Dr. Faro understands the mentor/mentee process because she’s been part of it for so long. How can you get to that point? Simply agreeing to be a mentor and having regular meetings with your mentee doesn’t necessarily mean you’re doing a good job.

“Good mentors probably listen more than they talk,” explains Dr. Howell. “For many people, if they can talk it out, they will reach their own conclusions and that’s much more powerful than being told something. That ‘Aha!’ moment is a big career moment.”

He also believes strong mentors can give even non-hospitalists helpful career advice. “Good mentors are able to step out of their own shoes and look at the unique situation of the other person, and give advice tailored to that situation,” he explains. “You have to be altruistic in your mentoring; you can’t do it for your own needs.”

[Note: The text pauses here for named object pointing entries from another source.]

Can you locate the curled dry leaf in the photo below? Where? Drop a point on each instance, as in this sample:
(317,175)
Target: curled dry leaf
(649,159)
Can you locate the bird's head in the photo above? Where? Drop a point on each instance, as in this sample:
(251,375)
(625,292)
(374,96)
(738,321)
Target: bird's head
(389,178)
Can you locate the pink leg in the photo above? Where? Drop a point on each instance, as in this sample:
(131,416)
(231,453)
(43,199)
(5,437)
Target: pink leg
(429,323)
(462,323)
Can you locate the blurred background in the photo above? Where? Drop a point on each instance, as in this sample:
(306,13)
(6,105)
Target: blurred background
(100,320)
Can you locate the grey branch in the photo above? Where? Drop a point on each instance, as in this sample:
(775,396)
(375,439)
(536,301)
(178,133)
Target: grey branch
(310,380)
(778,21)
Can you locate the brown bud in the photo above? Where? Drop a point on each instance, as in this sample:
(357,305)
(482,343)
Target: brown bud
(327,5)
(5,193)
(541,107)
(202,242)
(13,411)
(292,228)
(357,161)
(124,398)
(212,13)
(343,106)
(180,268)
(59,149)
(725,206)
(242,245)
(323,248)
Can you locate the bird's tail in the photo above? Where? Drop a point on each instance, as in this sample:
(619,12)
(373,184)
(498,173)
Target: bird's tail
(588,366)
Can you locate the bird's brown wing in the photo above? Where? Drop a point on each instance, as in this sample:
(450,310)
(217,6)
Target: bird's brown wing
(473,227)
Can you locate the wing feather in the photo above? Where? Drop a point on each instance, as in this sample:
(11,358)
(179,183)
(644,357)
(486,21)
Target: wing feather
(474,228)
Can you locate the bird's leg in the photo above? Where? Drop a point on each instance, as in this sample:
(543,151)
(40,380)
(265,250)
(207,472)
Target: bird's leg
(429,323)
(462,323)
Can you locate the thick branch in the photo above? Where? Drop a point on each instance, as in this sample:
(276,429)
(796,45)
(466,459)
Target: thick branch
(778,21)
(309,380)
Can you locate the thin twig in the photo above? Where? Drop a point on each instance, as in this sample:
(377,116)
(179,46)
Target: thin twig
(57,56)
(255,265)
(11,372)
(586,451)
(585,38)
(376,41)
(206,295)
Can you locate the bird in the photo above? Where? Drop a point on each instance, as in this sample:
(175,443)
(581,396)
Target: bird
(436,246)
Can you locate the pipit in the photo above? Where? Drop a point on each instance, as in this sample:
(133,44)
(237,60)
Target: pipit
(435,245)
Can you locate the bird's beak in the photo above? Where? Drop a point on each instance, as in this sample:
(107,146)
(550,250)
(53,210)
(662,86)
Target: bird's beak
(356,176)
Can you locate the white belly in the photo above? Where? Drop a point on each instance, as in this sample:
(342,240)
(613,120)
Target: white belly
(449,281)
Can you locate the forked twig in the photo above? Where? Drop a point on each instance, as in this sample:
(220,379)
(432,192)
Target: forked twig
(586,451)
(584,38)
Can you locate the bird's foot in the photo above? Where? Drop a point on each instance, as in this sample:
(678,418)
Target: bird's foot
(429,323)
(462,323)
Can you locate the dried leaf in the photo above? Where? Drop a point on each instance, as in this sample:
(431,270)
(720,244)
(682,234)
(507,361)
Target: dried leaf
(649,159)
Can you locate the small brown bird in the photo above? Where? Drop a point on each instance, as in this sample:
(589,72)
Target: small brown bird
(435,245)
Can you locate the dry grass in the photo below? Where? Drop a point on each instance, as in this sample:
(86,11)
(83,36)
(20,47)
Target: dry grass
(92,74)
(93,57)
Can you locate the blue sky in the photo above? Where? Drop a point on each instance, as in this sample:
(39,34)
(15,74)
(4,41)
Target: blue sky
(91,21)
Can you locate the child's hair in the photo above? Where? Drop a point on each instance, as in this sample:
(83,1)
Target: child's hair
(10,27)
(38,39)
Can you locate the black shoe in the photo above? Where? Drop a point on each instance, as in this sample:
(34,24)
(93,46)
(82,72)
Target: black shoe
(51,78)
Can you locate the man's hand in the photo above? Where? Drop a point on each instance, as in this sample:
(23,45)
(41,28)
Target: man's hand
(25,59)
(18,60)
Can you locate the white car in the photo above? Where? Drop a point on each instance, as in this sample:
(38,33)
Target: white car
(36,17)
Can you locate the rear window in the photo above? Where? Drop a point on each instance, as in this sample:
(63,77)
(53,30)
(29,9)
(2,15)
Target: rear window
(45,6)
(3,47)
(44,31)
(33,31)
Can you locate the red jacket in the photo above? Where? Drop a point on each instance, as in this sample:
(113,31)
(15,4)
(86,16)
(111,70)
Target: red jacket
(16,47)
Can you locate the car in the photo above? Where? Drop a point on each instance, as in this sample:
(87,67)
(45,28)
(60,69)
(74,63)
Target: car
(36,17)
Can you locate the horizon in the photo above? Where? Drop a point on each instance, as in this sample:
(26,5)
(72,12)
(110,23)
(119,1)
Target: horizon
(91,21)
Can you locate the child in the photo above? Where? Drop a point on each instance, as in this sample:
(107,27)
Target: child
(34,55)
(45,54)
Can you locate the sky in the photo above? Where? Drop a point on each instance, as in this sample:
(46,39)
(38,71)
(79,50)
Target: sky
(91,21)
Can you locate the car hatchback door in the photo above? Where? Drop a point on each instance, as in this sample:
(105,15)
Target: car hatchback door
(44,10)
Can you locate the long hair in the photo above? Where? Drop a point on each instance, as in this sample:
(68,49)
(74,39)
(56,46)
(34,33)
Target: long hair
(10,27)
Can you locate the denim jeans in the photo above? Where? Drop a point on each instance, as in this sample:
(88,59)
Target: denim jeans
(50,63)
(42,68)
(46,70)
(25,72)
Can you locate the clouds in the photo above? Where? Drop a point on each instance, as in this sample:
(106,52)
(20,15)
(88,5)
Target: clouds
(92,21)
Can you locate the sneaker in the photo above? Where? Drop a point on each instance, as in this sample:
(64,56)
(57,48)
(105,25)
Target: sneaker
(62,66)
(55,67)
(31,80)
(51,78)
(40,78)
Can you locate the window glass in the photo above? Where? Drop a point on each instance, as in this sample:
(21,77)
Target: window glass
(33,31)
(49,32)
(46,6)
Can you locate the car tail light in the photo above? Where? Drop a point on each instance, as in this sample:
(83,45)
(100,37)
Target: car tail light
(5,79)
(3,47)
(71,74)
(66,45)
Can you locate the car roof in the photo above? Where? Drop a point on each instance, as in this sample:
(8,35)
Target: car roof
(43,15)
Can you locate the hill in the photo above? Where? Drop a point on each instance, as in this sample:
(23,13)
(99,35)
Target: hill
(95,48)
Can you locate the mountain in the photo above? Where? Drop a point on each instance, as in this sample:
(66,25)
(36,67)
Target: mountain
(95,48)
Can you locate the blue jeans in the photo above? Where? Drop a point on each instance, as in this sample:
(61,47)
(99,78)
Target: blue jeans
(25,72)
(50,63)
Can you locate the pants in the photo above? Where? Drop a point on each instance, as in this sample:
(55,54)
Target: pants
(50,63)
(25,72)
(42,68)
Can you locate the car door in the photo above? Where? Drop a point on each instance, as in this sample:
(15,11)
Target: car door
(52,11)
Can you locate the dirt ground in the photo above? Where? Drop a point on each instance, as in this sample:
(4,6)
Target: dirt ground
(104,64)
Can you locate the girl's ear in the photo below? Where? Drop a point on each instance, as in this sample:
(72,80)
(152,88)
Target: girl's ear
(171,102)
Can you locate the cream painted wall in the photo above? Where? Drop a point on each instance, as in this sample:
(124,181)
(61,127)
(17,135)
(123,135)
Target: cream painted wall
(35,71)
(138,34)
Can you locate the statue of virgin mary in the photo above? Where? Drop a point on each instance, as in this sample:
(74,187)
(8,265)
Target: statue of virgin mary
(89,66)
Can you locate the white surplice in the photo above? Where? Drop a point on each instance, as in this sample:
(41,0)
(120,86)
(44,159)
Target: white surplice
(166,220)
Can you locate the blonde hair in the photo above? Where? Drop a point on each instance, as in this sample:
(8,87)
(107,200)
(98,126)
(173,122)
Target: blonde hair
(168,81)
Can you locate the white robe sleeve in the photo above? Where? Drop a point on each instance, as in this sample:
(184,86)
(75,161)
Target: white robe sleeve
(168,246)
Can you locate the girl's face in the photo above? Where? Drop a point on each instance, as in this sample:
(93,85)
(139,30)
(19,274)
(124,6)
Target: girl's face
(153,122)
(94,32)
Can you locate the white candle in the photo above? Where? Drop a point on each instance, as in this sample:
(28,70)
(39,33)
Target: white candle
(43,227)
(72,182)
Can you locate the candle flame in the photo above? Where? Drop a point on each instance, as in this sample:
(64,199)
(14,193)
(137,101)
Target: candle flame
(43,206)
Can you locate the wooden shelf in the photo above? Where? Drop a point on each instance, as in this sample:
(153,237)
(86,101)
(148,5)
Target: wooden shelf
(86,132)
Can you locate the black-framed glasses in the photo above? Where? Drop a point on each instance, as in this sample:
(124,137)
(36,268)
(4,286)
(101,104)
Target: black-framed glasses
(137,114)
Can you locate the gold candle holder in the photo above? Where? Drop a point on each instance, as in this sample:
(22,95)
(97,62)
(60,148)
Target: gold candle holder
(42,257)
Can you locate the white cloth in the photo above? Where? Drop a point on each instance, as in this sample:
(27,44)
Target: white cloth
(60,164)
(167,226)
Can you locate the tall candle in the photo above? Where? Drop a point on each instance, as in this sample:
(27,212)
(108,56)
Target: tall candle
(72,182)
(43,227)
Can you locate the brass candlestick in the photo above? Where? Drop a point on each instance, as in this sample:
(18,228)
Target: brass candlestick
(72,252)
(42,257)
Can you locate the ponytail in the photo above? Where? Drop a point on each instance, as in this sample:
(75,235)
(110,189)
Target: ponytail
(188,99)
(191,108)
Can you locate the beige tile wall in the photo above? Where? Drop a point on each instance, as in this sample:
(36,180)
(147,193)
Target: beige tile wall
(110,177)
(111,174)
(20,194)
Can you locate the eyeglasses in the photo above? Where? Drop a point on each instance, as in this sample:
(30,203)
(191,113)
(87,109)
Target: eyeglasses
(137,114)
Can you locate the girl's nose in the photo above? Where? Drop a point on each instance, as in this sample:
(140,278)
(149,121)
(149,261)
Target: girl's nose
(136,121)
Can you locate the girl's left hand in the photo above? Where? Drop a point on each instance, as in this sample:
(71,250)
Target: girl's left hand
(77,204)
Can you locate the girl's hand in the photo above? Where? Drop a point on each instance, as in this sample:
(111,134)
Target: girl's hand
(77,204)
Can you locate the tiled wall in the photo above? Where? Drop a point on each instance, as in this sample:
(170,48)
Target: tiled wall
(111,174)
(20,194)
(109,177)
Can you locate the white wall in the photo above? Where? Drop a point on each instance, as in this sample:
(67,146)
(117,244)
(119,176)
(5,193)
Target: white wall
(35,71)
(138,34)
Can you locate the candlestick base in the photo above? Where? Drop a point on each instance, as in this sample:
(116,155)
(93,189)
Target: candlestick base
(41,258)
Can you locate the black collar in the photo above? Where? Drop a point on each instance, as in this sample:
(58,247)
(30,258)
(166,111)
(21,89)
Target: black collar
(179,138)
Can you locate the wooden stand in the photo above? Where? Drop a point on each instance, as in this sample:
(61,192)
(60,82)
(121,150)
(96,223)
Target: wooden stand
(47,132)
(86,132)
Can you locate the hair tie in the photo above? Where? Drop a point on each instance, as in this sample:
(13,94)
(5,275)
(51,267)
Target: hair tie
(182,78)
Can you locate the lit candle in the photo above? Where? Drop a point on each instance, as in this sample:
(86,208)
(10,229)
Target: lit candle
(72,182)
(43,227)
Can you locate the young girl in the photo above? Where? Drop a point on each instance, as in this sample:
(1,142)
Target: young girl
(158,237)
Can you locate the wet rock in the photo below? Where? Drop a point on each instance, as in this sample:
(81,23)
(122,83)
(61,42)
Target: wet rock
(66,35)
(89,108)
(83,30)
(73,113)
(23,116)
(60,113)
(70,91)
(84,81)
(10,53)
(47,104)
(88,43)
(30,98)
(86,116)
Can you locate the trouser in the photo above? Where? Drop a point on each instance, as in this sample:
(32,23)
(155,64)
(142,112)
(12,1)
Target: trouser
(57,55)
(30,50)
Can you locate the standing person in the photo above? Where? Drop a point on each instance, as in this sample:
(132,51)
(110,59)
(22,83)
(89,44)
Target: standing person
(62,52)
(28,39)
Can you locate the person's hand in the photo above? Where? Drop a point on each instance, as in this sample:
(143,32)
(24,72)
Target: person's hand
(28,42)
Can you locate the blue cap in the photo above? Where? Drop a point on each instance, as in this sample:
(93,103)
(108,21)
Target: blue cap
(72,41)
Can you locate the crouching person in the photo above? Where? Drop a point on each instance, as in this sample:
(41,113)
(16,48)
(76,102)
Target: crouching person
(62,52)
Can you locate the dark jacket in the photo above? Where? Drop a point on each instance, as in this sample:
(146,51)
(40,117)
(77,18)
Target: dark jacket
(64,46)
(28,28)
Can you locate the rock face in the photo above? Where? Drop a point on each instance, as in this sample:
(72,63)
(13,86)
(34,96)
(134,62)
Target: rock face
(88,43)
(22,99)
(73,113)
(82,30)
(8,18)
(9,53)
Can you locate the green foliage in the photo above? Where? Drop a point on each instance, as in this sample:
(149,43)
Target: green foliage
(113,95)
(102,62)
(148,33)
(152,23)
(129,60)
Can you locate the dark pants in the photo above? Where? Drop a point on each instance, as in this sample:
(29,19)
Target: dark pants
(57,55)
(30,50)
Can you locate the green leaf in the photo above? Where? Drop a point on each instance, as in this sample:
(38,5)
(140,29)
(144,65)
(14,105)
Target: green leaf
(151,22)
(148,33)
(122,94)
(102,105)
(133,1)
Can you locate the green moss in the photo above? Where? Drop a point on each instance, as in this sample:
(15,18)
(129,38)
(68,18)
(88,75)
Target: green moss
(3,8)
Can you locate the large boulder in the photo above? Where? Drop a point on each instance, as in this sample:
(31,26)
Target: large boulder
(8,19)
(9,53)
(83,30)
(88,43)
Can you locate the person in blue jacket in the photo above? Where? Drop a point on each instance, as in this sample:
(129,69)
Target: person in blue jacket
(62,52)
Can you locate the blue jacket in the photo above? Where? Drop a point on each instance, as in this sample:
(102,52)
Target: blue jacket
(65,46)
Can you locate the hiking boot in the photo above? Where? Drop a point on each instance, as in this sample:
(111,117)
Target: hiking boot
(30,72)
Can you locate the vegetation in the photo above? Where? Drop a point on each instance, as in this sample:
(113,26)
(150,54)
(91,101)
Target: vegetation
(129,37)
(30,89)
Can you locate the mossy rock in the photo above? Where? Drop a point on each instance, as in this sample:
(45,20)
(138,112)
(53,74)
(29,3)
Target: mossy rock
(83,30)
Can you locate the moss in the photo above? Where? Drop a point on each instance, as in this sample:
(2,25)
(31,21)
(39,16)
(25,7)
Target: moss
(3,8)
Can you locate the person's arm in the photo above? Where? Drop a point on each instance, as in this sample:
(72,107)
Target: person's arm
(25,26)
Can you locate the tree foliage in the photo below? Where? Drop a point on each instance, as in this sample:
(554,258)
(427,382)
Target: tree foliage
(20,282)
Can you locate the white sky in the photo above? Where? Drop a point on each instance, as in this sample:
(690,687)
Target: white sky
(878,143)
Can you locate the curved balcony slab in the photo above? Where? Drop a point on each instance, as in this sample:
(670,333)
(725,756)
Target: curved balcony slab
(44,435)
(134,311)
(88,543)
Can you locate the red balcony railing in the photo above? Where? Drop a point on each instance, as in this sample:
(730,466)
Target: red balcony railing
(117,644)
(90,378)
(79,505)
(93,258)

Successful mentors also understand their mentees. For example, mentees in leadership positions should receive advice about how to invest in themselves and their careers. “I always recommend SHM’s Leadership Academy, as well as several books, including Getting to Yes and Good to Great to improve themselves as leaders,” says Dr. Howell.

 

 

Finally, a mentor who does the job well understands when the relationship isn’t working. If this is the case, “be up-front and honest, and if possible, point that person to another mentor,” Dr. Howell says. “If you can introduce them and get them started, that’s best. You can also share a mentee with someone else; you can each handle different areas. I have many different mentors in different areas. It’s more productive that way.” TH

Jane Jerrard also writes “Public Policy” for The Hospitalist.